Pfizer has won accolades for developing one of the most widely used COVID-19 vaccines in record time. Now, in addition to that lifesaving work, the giant pharmaceutical company is working to speed drugs to the market for autoimmune diseases — in collaboration with a Technion scientist.
Professor Shai Shen-Orr, an expert in big data and immunology, launched CytoReason in 2016 to build a machine learning-based model of the human immune system. Three years later, Pfizer partnered with CytoReason to help fast-track drug development for autoimmune diseases. The company now has collaborations with four of the world’s 10 largest pharmaceutical companies, an amazing example of the Technion’s deep ties to industry.

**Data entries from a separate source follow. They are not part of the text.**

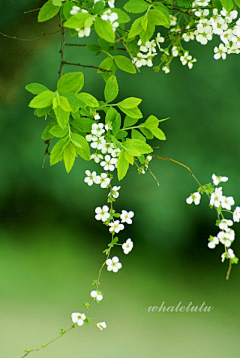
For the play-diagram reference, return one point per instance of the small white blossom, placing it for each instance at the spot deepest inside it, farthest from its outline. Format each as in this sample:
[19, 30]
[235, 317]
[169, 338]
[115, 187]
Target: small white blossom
[236, 214]
[194, 198]
[126, 217]
[113, 264]
[115, 226]
[78, 318]
[127, 246]
[218, 179]
[102, 213]
[91, 178]
[97, 295]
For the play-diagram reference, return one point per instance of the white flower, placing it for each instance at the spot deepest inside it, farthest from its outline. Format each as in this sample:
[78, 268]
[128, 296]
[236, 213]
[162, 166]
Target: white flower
[75, 10]
[91, 178]
[102, 325]
[216, 180]
[109, 163]
[126, 217]
[102, 213]
[216, 197]
[97, 117]
[127, 246]
[227, 202]
[226, 238]
[224, 224]
[116, 226]
[96, 157]
[236, 214]
[194, 198]
[98, 129]
[104, 181]
[113, 264]
[78, 318]
[214, 241]
[97, 295]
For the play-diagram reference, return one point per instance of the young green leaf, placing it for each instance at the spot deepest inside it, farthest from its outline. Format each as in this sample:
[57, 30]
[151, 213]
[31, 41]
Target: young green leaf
[104, 29]
[36, 88]
[48, 11]
[124, 64]
[71, 82]
[130, 102]
[122, 166]
[57, 151]
[62, 116]
[111, 89]
[42, 100]
[69, 155]
[136, 6]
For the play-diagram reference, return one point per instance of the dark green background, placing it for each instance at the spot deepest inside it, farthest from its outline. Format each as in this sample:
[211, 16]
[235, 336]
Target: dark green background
[51, 246]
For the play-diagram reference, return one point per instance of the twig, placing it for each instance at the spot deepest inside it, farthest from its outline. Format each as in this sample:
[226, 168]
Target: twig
[33, 39]
[85, 66]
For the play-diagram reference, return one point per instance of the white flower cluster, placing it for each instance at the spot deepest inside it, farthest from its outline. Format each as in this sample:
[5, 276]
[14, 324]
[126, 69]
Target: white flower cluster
[212, 22]
[107, 16]
[222, 203]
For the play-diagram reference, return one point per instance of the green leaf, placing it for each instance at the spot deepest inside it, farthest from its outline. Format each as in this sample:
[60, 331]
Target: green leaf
[57, 2]
[227, 4]
[98, 6]
[111, 89]
[136, 147]
[104, 29]
[124, 64]
[69, 156]
[148, 134]
[73, 100]
[136, 6]
[62, 116]
[77, 21]
[58, 132]
[81, 146]
[82, 124]
[158, 133]
[151, 123]
[129, 158]
[46, 135]
[57, 151]
[158, 17]
[48, 11]
[88, 100]
[71, 82]
[36, 88]
[137, 135]
[40, 112]
[136, 28]
[64, 104]
[131, 112]
[122, 166]
[130, 102]
[123, 18]
[128, 122]
[42, 100]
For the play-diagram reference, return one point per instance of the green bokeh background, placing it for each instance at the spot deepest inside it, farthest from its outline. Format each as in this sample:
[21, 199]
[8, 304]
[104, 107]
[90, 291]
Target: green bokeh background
[51, 246]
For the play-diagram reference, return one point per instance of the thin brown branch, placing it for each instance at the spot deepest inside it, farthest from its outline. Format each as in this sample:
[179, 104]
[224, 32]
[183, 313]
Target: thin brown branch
[85, 66]
[33, 39]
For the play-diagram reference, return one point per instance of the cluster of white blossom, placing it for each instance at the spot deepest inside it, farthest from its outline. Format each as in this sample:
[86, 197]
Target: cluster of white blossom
[221, 203]
[108, 15]
[211, 22]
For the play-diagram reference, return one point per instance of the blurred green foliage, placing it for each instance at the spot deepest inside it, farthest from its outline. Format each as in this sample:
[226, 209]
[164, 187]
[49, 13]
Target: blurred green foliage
[51, 245]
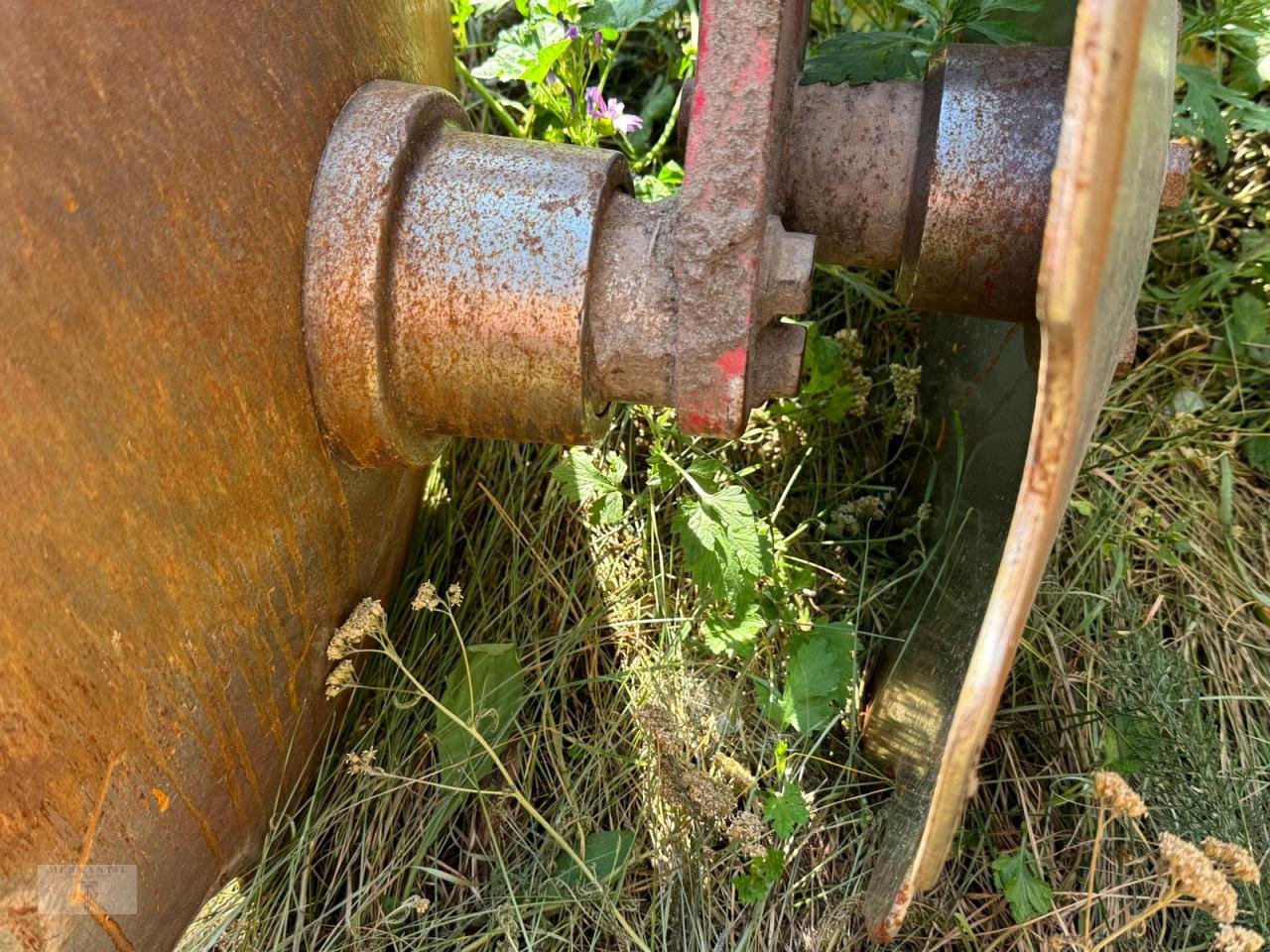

“We believe that CytoReason’s platform has the potential to offer valuable insights that may be applied to our research into the human immune system,” said Michael Vincent, Chief Scientific Officer, Inflammation & Immunology at Pfizer. “Leveraging technologies such as this can help us understand disease and prioritize targets, and support our mission of bringing innovative new therapies to patients who need them.”
CytoReason’s machine-learning platform aggregates data from clinical studies and published research. Coupling the data with machine learning, CytoReason can simulate the effects of drug treatments on a multitude of diseases, identify patients who may benefit from particular medicines, and help discover new medicines. Given the estimated $2.6 billion cost of developing a new FDA-approved drug, the potential of CytoReason to speed drug development will have a tremendous real-world impact.
Prof. Shen-Orr earned his bachelor’s degree at the Technion in 2000, following in the footsteps of his parents and his grandfather. He received his master’s degree from the Weizmann Institute of Science, his Ph.D. from Harvard University, and conducted postdoctoral work at Stanford University before becoming a Technion faculty member in 2011. He heads the Systems Immunology & Precision Medicine Lab in the Rappaport Faculty of Medicine.